Re: fast stop before database system is ready

From: "Simon Riggs" <simon(at)2ndquadrant(dot)com>
To: "Kevin Grittner" <Kevin(dot)Grittner(at)wicourts(dot)gov>
Cc: <pgsql-hackers(at)postgresql(dot)org>
Subject: Re: fast stop before database system is ready
Date: 2007-06-23 20:09:36
Message-ID: 1182629376.9276.350.camel@silverbirch.site
Views: Raw Message | Whole Thread | Download mbox | Resend email
Thread:
Lists: pgsql-hackers

On Fri, 2007-06-22 at 16:25 -0500, Kevin Grittner wrote:
> I apologize for not grabbing more information before the evidence was gone,
> but I think there may be a vulnerability to database corruption on PITR
> recovery if a stop is done with the "fast" option right after a database logs
> "archive recovery complete". We normally have about 17 seconds between that
> and the "database system is ready" message for a particular database.
> Someone was watching the log and issued a fast stop about 1.5 seconds after
> the "archive recovery is complete" message. When the database came back up,
> it was corrupted. (The first problem message was about a bad sibling
> pointer, but the wheels pretty much fell off after that.) He deleted the
> database instance, got a fresh dump, and tried again without stopping the
> server at that point, and all is well.

The message is issued too early. It should be issued after the shutdown
checkpoint that occurs following recovery.

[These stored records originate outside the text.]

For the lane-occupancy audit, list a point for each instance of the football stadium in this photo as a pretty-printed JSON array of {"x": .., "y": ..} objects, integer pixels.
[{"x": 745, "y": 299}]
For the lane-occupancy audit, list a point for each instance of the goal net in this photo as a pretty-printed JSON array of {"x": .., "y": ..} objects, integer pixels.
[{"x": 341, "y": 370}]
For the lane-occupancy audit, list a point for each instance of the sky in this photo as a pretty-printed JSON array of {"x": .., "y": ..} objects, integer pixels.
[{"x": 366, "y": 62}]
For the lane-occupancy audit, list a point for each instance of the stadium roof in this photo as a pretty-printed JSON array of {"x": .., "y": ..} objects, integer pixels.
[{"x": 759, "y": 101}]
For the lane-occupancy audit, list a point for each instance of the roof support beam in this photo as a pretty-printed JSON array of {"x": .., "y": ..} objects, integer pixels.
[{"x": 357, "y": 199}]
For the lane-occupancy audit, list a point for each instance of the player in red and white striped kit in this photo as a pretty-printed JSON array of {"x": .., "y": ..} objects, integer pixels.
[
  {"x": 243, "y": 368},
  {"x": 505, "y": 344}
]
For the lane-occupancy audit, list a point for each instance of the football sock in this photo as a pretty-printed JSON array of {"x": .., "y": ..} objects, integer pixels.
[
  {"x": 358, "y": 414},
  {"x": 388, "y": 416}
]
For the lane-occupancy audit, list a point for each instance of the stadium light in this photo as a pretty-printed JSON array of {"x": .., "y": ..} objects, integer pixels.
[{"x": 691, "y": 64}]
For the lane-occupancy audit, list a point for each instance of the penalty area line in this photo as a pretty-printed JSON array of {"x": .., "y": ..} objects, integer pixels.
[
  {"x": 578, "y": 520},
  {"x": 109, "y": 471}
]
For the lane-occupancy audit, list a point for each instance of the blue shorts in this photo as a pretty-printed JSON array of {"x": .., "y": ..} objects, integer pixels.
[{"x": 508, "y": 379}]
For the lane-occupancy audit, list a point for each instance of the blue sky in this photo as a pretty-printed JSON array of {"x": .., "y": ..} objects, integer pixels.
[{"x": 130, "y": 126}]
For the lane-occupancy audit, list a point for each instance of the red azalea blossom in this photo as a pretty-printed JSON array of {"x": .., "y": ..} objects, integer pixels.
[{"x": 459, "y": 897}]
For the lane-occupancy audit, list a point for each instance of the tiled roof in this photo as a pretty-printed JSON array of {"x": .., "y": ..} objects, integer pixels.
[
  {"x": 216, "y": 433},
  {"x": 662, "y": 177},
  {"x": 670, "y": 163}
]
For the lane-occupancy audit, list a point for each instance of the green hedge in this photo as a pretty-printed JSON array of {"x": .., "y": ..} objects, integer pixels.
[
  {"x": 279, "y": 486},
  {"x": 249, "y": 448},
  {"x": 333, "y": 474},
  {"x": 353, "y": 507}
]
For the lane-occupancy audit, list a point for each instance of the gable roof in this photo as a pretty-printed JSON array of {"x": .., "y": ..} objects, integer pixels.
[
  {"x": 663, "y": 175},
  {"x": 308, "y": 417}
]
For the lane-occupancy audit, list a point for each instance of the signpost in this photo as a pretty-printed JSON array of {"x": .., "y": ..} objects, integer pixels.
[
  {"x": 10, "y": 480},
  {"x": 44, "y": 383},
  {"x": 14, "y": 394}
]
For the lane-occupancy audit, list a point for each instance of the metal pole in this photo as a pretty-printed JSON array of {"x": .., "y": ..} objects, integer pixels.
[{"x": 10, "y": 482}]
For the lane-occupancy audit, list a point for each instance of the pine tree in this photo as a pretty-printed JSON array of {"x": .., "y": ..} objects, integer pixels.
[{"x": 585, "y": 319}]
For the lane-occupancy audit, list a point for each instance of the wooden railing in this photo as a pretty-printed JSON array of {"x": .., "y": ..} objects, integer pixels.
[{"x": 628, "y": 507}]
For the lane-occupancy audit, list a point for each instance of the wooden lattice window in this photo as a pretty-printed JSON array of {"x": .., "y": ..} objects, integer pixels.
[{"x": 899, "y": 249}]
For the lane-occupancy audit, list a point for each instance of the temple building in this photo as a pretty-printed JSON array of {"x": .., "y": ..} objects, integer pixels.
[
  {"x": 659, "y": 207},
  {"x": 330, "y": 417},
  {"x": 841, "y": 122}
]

However, that only matters if
you issue a shutdown immediate and would not occur with fast shutdown.

So I suspect your DBA has Oracle training and thinks that -m immediate
is a fast shutdown. It certainly is fast, but not the same thing as
-m fast.

For -m fast, this should issue a normal shutdown checkpoint, which will
secure the backup. If you do -m immediate, this means "crash the server,
please", which we interrupt the shutdown checkpoint issued at the end of
recovery, leading to an incomplete archive recovery.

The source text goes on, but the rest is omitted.